6 minute read

In this article, we will explore SonarQube and SonarLint, key tools for improving code quality. SonarQube acts as a central server for static code analysis, while SonarLint provides real-time feedback in the development environment. Additionally, we will see how to integrate them to maximize their effectiveness.


SonarQube SonarQube & SonarLint

Repository Reference

All the configuration files, including the docker-compose.yaml used in this article, are available in our repository:

👉 local-dev-env Repository

This repository is intended to become the central place for our local development environment setup, where we will keep adding tools such as:

  • SonarQube – Static code analysis (this article).
  • GitHub Actions Pipelines – CI/CD workflows.
  • ArgoCD – GitOps-based application deployment.
  • Monitoring stack – Observability for apps.
  • And more developer tools…

Each tool will have its own dedicated article with installation details, and the central article Local Dev Environment will explain how they all integrate together into a complete workflow.

What is SonarQube?

SonarQube is a powerful static code analysis tool that helps developers identify bugs, security vulnerabilities, and code smells in their projects.
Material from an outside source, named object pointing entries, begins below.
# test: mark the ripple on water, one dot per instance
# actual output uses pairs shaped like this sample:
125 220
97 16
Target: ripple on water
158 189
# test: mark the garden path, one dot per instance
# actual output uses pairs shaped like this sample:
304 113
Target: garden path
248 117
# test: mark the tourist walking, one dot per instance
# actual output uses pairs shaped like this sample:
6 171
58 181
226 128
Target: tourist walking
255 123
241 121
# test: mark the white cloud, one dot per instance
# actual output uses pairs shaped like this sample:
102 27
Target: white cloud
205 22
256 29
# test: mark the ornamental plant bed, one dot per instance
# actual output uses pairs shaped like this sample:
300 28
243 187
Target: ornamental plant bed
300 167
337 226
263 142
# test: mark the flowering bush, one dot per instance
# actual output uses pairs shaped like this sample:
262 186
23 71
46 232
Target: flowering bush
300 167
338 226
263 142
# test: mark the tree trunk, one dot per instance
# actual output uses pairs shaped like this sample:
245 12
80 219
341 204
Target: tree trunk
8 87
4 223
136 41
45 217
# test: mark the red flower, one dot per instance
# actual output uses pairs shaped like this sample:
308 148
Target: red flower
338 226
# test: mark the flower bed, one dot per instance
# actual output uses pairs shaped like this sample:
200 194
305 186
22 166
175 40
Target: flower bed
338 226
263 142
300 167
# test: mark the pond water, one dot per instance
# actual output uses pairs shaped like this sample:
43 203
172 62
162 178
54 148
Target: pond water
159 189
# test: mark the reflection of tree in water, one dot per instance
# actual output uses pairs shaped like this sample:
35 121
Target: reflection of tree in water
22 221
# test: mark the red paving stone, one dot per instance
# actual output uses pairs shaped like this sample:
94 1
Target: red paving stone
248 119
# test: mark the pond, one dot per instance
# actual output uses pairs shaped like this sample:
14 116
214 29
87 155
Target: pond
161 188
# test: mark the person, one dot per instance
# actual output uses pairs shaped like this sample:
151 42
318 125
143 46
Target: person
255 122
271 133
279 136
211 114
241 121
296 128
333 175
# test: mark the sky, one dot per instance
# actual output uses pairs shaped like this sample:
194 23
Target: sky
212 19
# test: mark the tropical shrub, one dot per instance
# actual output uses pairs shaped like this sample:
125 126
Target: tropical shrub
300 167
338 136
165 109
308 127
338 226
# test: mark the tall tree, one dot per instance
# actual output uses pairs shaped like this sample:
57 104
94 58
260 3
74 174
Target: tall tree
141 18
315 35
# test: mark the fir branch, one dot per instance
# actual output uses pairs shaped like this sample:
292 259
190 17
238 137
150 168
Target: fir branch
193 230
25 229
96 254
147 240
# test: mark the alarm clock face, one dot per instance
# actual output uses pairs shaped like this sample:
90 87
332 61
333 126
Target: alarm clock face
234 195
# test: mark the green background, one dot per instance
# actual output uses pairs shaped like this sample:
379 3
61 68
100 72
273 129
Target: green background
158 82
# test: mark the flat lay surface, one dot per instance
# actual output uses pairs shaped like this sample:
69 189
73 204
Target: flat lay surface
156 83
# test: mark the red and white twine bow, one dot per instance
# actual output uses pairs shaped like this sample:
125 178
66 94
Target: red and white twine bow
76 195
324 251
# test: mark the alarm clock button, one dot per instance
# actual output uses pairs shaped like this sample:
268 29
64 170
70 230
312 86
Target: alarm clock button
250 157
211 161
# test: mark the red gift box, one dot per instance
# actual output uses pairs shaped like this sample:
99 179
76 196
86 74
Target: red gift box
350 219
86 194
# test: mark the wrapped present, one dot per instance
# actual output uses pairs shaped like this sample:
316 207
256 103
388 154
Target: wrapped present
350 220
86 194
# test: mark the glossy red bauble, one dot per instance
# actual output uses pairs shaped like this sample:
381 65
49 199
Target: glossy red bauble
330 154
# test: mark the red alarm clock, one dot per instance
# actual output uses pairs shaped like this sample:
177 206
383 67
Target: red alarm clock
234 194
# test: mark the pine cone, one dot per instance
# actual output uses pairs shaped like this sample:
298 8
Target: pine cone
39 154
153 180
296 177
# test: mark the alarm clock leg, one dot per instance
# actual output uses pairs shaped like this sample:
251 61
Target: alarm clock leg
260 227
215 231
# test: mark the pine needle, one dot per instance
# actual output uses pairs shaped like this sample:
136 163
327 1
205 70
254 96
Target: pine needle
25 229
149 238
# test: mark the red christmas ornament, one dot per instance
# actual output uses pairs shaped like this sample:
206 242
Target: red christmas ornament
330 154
It provides detailed insights to improve code quality and maintainability.

SonarQube is available in different editions:

  • Community Edition (Free) – Open-source version with essential static analysis features.
  • Developer Edition – Adds advanced language support and branch analysis.
  • Enterprise Edition – Includes portfolio management and governance features.
  • Data Center Edition – High availability and scalability for large teams.

For this guide, we will use the Community Edition.

What is SonarLint?

SonarLint is an IDE plugin that provides real-time linting and code analysis. It helps developers catch issues early in the development process, ensuring consistent and high-quality code. It can be confiugured to work alone or with connection to SonarQube profiles, It functions as an extension of SonarQube when connected to the server.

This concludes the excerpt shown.